10–14 Jun 2024
INAF - Observatory of Rome
UTC timezone

Unlocking Cosmic Distances with AGB Stars: The Potential of Mira Variables as Precision Distance Indicators

12 Jun 2024, 09:00
20m
Sala Gratton (INAF - Observatory of Rome)

Sala Gratton

INAF - Observatory of Rome

Via Frascati 33, 00040 Monte Porzio Catone

Speaker

Massimo Marengo (Florida State University)

Description

Recently, Mira variables have gained renewed attention as a viable alternative to Cepheids for the initial step in the cosmological distance scale. Their advantages include being inherently brighter in the infrared spectrum, more prevalent, and found in diverse environments. Moreover, their evolutionary endpoint as white dwarfs links them to the progenitors of Type Ia supernovae, and as such they belong to the same population as the subsequent rung of the distance ladder. Replacing Cepheids with Miras has thus been proposed as an effective way to scrutinize Cepheids’ distances and address the significance of the so-called “Hubble tension” — a discrepancy exceeding $5\sigma$ between the Hubble constant values derived from cosmic microwave background radiation analyses and those obtained via the cosmological distance scale, potentially hinting at undiscovered early universe physics.

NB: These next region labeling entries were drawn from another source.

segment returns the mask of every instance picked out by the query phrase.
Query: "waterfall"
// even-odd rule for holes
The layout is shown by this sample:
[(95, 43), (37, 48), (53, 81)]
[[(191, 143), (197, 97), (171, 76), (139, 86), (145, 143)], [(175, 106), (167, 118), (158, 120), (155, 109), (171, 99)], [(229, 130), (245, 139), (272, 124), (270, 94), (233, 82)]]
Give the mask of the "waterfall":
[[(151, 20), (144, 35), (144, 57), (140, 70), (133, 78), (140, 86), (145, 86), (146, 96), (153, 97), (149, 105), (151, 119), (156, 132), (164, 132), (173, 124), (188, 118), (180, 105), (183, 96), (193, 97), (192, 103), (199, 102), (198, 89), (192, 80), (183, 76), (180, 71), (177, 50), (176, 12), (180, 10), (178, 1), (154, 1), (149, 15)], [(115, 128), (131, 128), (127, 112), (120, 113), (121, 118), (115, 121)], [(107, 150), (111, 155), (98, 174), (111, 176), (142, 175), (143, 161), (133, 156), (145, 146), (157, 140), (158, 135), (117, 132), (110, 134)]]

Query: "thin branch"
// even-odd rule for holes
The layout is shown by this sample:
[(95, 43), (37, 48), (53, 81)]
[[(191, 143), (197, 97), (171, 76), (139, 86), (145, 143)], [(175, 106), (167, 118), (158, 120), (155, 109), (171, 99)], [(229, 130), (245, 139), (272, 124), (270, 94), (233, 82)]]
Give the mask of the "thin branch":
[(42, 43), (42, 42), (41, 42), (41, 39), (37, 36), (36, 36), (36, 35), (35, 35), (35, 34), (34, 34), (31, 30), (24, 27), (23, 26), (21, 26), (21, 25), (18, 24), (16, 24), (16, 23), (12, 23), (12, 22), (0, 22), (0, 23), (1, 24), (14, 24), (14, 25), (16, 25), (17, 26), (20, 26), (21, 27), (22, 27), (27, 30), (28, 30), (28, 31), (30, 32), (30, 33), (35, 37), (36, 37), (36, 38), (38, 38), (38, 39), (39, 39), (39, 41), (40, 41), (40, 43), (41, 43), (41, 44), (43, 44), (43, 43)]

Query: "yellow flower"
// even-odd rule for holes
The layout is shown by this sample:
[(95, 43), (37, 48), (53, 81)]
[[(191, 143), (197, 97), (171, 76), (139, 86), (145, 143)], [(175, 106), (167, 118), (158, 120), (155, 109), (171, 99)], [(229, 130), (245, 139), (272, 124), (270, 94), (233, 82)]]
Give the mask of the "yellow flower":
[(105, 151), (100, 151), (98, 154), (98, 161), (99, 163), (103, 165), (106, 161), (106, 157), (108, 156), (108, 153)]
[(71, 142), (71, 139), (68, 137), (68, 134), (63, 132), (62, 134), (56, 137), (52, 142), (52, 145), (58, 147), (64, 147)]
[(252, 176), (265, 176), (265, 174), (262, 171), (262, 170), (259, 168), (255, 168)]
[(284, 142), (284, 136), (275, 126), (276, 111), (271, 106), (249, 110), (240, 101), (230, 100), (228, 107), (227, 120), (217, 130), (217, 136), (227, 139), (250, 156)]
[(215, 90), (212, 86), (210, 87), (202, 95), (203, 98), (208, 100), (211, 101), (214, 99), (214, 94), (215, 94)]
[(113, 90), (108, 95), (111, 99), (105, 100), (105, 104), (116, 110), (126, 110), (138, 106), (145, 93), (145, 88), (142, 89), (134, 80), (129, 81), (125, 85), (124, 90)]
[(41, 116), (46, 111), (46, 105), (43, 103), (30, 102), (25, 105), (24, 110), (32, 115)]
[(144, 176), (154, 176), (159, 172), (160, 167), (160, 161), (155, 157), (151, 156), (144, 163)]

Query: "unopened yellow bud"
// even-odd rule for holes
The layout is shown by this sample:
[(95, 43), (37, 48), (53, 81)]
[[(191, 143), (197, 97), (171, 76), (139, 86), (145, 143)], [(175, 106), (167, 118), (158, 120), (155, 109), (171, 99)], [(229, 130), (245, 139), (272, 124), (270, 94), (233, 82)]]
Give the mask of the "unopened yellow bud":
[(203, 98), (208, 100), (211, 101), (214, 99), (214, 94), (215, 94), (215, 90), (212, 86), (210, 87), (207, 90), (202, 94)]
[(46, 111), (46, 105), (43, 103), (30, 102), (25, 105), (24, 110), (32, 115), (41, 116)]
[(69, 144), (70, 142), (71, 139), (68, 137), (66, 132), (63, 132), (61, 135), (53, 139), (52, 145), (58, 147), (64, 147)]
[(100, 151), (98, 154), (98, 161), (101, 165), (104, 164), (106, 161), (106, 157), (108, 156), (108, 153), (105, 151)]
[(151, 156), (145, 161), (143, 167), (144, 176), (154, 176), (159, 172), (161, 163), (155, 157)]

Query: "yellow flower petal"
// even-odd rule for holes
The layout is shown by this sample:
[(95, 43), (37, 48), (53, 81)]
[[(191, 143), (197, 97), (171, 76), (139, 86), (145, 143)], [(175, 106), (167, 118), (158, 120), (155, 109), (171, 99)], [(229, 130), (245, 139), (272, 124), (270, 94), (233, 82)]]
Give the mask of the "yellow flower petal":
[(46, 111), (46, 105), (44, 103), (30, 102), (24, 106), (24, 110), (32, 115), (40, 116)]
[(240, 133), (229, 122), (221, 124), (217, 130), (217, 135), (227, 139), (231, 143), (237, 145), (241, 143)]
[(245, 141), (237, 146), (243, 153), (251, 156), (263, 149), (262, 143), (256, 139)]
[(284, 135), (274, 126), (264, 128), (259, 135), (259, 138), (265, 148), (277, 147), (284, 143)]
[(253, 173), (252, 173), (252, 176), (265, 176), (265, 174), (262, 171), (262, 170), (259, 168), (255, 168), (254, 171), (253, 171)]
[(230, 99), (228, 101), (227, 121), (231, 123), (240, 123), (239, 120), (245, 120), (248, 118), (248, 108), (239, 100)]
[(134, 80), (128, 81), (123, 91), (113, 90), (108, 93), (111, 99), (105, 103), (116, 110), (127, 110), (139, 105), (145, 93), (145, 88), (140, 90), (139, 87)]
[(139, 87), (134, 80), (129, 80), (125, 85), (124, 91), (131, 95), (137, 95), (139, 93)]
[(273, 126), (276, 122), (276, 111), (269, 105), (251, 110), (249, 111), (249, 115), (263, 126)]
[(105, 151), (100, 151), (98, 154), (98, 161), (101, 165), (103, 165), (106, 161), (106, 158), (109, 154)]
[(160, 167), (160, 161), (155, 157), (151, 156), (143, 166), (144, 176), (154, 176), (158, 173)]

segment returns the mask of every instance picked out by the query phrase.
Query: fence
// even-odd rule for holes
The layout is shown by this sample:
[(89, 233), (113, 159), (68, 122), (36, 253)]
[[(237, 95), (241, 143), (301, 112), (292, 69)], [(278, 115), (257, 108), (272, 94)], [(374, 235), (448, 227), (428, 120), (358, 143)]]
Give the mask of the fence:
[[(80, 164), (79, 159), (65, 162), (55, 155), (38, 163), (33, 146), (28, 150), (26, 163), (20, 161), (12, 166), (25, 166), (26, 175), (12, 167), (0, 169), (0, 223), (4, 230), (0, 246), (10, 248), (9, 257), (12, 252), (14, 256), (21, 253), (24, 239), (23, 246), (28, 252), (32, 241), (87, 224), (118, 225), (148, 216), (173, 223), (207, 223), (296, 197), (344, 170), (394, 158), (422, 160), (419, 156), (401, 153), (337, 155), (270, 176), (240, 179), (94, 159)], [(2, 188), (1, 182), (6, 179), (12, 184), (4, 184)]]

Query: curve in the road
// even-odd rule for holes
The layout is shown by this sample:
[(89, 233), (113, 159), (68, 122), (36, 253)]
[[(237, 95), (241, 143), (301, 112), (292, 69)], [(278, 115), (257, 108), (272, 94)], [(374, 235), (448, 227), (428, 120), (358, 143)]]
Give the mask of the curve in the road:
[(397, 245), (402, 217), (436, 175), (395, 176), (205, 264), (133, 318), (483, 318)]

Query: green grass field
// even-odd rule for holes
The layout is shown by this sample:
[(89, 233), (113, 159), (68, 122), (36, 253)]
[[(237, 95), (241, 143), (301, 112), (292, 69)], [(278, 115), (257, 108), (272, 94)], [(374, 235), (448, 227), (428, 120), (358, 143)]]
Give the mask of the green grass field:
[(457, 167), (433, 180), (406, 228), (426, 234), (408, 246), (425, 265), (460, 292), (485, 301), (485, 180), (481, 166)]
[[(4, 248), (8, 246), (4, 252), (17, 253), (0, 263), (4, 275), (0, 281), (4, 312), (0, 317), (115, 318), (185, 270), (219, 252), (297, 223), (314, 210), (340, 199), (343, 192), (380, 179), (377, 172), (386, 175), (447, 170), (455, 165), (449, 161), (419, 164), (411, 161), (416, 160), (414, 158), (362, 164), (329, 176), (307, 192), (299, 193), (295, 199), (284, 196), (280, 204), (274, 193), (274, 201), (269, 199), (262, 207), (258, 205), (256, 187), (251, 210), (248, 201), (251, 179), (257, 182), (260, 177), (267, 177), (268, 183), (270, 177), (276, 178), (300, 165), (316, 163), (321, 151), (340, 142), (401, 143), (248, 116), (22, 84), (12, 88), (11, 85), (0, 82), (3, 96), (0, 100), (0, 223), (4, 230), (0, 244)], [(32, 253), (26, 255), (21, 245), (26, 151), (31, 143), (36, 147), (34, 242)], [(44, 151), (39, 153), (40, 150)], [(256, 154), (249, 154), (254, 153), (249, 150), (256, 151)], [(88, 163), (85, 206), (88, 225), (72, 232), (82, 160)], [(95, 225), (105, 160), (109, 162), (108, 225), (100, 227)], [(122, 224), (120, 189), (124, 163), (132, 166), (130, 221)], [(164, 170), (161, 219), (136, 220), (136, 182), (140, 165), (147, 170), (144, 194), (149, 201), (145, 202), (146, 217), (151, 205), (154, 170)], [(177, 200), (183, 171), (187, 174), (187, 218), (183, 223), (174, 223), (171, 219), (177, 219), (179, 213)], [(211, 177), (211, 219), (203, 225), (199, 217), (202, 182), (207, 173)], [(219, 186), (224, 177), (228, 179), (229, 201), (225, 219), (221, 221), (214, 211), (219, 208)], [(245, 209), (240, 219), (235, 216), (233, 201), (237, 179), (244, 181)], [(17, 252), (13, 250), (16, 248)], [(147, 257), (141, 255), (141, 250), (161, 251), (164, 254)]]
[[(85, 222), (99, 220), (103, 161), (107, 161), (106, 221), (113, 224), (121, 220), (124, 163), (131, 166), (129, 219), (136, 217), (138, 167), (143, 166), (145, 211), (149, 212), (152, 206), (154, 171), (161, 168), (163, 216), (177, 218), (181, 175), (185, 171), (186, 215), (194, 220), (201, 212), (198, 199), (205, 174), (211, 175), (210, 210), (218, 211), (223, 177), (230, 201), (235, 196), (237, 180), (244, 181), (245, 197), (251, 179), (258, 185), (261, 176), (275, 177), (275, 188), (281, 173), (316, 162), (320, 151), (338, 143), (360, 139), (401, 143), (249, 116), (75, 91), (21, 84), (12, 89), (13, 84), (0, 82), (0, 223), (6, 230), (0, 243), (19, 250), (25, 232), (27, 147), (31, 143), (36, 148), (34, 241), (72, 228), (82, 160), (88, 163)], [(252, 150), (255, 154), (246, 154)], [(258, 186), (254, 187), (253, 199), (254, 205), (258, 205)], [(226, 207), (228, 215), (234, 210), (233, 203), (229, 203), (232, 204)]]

In my presentation, I will delve into Mira variables' potential and limitations as precise distance indicators through their period-luminosity relationship. The intricate dynamics of Miras, especially as thermally pulsating AGB stars, introduce complexity to their period-luminosity relationship. Factors such as their alternating shell nuclear burning, surface composition alterations from dredge-up events, and reduction of their convective envelope due to mass loss — also responsible for shifting their emission from optical to infrared wavelengths — influence this relationship's accuracy. I will evaluate the inherent scatter in the period-luminosity relation stemming from these evolutionary processes, and introduce our latest work on empirically characterizing this relation with our data from NASA’s Spitzer, Hubble and Webb telescopes.